Quando o burro da esquerda pára de puxar a composição a conversa é interrompida pelo castigo do condutor, que dobra as rédeas para atingir com força os animais.

Num texto escrito em 1892 em que dois não há também como não pensar na escravidão, vergonha que ainda atingia a sociedade brasileira e que só seria sanada seis anos depois. E é aí que Machado de Assis demonstra porque o chamam de Bruxo do Cosme Velho. Mais à frente, os burros notam que o passageiro os entende, assustam-se e acabam levando outra pancada do condutor. E a história termina assim:

 

Parece que a lambada devera ser em mim, se era eu que espantava os animais; mas como dizia o burro da esquerda, ainda agora: – Onde está a justiça deste mundo?

 

Sem qualquer teor denuncista, e tendo a ficção como ferramenta de dissimulação, a historieta de Machado de Assis revela em uma simples crônica sobre uma novidade urbana todo um conjunto de relações de dependência social que o historiador Sidney Chalhoub chamou de “ideologia senhorial” em Machado de Assis, historiador, no qual analisa a atuação do escritor enquanto funcionário do Ministério da Agricultura, que à época definia a aplicação das leis e regulamentos sobre a escravidão (nesse livro, Chalhoub mostra como os pareceres de Machado e seus colegas tendiam aos escravos). Esses jogos de dissimulação e despistamento do leitor encontrariam sua mais perfeita forma na ficção de Machado, em “que não raro [o leitor] vê o seu esforço de entendimento solenemente enviado para as calendas gregas”.

 

Como o espaço já vai grande, a reportagem de Gabriel García Márquez fica para a próxima semana.

 

Epílogo

Durante os três dias do III Cultura em Ação as crianças, adolescentes e jovens tiveram a oportunidade de conhecer ou se aprofundar nas atividades da palavra, da literatura ao cordel, da canção popular às manifestações folclóricas, dos espetáculos às rodas de versos. O ponto alto da programação foi a inauguração da Biblioteca Comunitária, com cerca de quatro mil volumes (com direito, claro, a Machado de Assis e Olavo Bilac), que ficará à disposição também dos moradores do bairro. O Proeco fica na Avenida Jovino de Melo, 600, no Jardim Santa Maria. Contato pelo endereço eletrônico [email protected].

 

Referências

Machado de Assis. Bondes elétricos.
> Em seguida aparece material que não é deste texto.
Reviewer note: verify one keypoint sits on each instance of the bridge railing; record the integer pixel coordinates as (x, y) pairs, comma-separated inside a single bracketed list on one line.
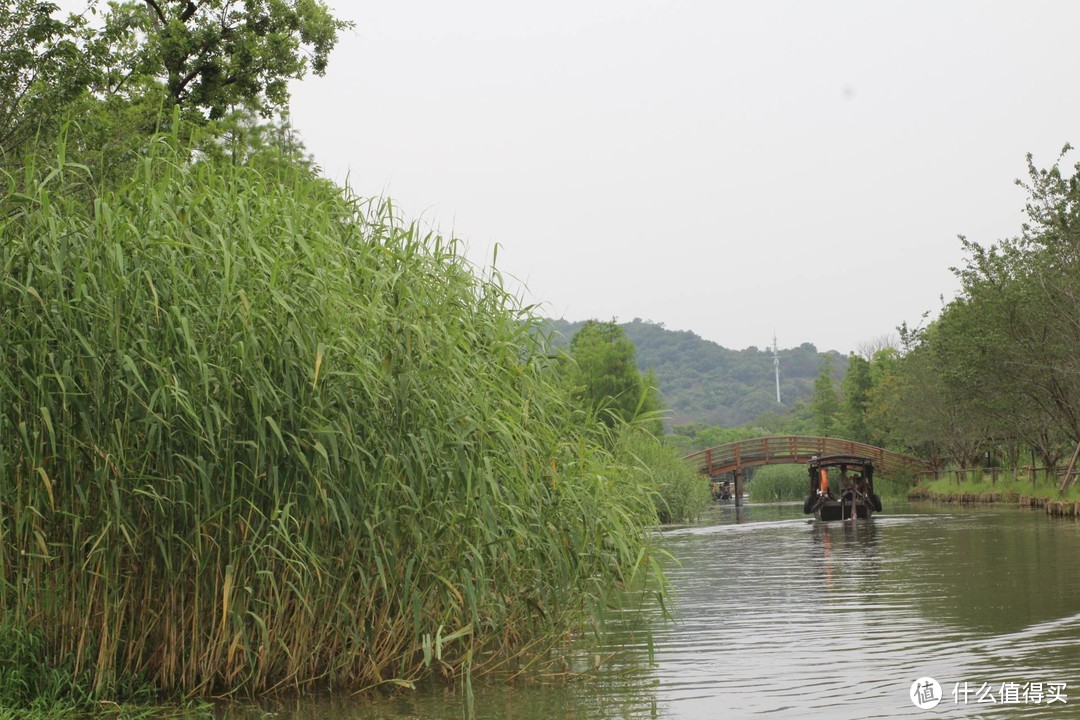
[(792, 449)]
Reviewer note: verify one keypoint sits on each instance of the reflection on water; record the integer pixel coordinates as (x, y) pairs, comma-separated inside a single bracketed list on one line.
[(780, 615)]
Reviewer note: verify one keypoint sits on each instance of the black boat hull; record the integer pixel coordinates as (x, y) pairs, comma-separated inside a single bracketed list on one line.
[(835, 510)]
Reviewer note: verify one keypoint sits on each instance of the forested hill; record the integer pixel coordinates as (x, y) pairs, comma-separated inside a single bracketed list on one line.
[(702, 381)]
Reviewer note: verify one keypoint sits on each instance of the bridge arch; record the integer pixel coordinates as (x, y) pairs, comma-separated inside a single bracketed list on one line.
[(736, 457)]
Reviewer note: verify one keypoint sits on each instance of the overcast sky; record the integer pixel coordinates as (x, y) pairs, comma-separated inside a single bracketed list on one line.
[(724, 167)]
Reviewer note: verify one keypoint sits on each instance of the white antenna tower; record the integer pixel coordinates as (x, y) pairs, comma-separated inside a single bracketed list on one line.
[(775, 364)]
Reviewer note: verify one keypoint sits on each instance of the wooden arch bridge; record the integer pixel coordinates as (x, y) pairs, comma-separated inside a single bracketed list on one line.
[(734, 458)]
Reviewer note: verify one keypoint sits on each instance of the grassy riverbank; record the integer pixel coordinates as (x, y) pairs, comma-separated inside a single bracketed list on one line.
[(256, 435), (773, 483)]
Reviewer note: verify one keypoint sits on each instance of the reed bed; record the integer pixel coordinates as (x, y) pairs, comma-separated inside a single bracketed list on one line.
[(257, 434)]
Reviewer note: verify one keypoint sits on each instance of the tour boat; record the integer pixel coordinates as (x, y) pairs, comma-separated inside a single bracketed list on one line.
[(852, 479)]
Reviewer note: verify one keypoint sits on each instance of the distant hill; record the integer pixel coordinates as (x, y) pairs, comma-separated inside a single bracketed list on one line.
[(702, 381)]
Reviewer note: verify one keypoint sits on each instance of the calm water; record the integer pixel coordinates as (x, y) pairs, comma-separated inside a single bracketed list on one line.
[(786, 617)]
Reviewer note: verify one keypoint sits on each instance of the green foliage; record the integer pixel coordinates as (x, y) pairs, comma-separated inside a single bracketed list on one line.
[(999, 368), (773, 483), (855, 392), (703, 382), (255, 434), (217, 55), (680, 493), (607, 379), (42, 69), (825, 403)]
In: Crônicas escolhidas (edição e apresentação de Fernando Paixão). São Paulo: Folha de São Paulo e Editora Ática, 1994.

 

Elias Thomé Saliba. Nacionalismo e Produção Cultural no Brasil: Dilemas Metodológicos e Perspectivas de Pesquisa. Curso de pós-graduação em História Social da Faculdade de Filosofia, Letras e Ciências Humanas da Universidade de São Paulo. Aula de abril de 2005.

 

Sidney Chalhoub. Machado de Assis, historiador. São Paulo, Companhia das Letras, 2003.